This application claims priority to Chinese Patent Application Serial. No. 202410962546.9 filed on Jul. 17, 2024, the entire disclosure of which is incorporated herein by reference.
This disclosure relates to computer technologies, and in particular, to a vector data computing method and apparatus, an electronic device, and a storage medium.
With constant promotion of transformer network structures, vector computing has gradually become an important computing mode besides matrix computing. The vector computing has characteristics of numerous operator types and diverse functional combinations. In related technologies, vector computing is usually accelerated by using vector accelerator engines or general-purpose computing on graphics processing units (GPGPUs for short). However, conventional vector accelerator engines have limited functions and poor flexibility, and the general-purpose graphics processing units have lower computational efficiency.
Embodiments of this disclosure provide a vector data computing method and apparatus, an electronic device, and a storage medium, which can implement vector computing functions and improve computational efficiency.

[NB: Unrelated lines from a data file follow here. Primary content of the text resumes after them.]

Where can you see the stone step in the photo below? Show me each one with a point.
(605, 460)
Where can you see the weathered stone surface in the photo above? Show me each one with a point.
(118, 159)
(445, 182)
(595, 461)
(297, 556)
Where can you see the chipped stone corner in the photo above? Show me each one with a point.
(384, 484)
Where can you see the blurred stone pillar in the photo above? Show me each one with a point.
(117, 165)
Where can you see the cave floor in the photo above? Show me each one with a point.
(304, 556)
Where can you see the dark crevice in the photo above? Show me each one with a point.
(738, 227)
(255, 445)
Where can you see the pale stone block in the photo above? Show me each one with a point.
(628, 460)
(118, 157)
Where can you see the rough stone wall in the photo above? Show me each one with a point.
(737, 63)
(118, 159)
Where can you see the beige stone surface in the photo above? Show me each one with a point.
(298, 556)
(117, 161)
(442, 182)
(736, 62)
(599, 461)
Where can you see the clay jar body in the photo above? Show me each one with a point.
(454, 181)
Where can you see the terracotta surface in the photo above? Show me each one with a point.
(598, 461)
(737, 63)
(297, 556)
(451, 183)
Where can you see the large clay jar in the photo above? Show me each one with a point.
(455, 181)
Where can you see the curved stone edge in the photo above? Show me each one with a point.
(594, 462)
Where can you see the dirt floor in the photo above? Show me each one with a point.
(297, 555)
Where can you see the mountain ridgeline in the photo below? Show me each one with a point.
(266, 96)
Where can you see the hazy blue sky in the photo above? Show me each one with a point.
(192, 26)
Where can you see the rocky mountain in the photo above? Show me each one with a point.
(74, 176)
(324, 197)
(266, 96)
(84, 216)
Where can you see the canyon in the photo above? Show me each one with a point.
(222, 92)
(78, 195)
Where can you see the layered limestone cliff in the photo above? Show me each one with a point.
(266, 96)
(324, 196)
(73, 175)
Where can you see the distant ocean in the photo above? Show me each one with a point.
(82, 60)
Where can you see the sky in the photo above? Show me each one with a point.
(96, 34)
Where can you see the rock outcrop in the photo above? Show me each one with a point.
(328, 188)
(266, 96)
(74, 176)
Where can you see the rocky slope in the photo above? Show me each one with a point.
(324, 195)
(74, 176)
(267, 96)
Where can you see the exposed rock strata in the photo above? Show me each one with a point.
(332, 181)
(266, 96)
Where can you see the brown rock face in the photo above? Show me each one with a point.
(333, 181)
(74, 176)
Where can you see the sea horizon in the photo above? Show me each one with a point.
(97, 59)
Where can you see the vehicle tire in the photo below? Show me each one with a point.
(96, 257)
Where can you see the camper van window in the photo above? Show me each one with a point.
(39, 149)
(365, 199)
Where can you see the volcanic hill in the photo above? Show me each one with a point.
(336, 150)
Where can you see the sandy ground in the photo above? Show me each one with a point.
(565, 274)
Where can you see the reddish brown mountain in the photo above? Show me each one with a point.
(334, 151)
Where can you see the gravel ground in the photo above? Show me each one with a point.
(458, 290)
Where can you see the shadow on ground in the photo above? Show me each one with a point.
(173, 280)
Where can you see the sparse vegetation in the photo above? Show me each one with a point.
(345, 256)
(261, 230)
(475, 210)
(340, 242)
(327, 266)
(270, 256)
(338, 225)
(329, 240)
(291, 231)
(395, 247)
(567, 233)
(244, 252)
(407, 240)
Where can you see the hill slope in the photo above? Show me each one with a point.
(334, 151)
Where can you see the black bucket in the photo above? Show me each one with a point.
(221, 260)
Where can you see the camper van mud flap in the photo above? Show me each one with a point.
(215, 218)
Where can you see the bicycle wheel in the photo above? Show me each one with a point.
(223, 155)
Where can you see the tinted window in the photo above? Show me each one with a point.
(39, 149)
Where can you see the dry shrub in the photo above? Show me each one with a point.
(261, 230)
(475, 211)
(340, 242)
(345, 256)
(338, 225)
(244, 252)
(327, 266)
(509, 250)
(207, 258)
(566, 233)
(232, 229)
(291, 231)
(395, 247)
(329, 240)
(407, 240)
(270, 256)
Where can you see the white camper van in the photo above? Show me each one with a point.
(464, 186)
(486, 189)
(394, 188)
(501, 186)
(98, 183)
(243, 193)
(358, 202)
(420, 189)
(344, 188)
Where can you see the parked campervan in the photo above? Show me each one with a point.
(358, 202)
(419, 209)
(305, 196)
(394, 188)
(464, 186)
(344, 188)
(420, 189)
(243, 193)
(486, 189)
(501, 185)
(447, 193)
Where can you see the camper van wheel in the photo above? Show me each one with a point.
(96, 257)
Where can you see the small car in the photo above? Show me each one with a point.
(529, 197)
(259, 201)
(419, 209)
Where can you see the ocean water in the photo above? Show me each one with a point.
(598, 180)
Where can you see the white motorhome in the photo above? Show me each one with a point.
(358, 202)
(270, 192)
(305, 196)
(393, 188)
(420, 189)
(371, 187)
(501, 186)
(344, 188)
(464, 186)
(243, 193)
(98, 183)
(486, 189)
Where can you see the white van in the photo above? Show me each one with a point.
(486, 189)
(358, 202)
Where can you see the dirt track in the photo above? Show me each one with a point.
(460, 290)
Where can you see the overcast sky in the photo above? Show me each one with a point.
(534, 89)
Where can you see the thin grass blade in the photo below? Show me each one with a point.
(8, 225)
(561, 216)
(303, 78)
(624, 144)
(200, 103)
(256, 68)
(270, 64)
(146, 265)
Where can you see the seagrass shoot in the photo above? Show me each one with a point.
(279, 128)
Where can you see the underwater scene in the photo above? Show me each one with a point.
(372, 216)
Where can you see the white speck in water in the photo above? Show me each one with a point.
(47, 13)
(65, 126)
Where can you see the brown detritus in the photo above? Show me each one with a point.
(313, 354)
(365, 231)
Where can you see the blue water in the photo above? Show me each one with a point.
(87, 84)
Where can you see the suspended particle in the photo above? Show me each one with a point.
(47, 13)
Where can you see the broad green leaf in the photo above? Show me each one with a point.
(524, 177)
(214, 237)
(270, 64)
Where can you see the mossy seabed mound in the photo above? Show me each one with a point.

According to a first aspect of this disclosure, a vector data computing method is provided, including: determining to-be-computed vector data and a corresponding first operation type; determining, based on the first operation type, a target vector operation array and a target operation data path corresponding to the target vector operation array from at least one preset vector operation unit, wherein the preset vector operation unit supports one or more operation data paths, and any of the one or more operation data paths corresponds to one computing function; and controlling the target vector operation array to compute the to-be-computed vector data through the target operation data path, to obtain a computation result corresponding to the to-be-computed vector data.
According to a second aspect of this disclosure, a vector data computing apparatus is provided, including: a first processing module, configured to determine to-be-computed vector data and a corresponding first operation type; a second processing module, configured to determine, based on the first operation type, a target vector operation array and a target operation data path corresponding to the target vector operation array from at least one preset vector operation unit, wherein the preset vector operation unit supports one or more operation data paths, and any of the one or more operation data paths corresponds to one computing function; and a third processing module, configured to control the target vector operation array to compute the to-be-computed vector data through the target operation data path, to obtain a computation result corresponding to the to-be-computed vector data.
According to a third aspect of this disclosure, a vector processor is provided, including: the vector data computing apparatus and the at least one preset vector operation unit according to any one of the foregoing embodiments.
According to a fourth aspect of this disclosure, a computer readable storage medium is provided. The storage medium stores a computer program, and the computer program is used for implementing the vector data computing method according to any one of the foregoing embodiments of this disclosure.
According to a fifth aspect of this disclosure, an electronic device is provided. The electronic device includes: a processor; and a memory configured to store processor-executable instructions. The processor is configured to read the executable instructions from the memory, and execute the instructions to implement the vector data computing method according to any one of the foregoing embodiments of this disclosure.
According to a sixth aspect of this disclosure, a computer program product is provided. When instructions in the computer program product are executed by a processor, the vector data computing method according to any one of the foregoing embodiments of this disclosure is implemented.
According to the vector data computing method and apparatus, the electronic device, and the storage medium that are provided in the foregoing embodiments of this disclosure, when vector data needs to be computed, the to-be-computed vector data and the corresponding first operation type may be determined. The target vector operation array and the target operation data path corresponding to the target vector operation array may be determined from the at least one preset vector operation unit based on the operation type. Thus, the target vector operation array may be controlled to compute the to-be-computed vector data through the target operation data path, to obtain the computation result corresponding to the to-be-computed vector data. Because the preset vector operation unit may support one or more operation data paths, and each operation data path corresponds to one computing function, a plurality of vector computing functions may be implemented by using the at least one preset vector operation unit, thereby improving richness and diversity of computing functions. Moreover, the preset vector operation unit is equivalent to an accelerator for vector computing, which may effectively improve computational efficiency as compared with performing vector computing by using a GPGPU through programming.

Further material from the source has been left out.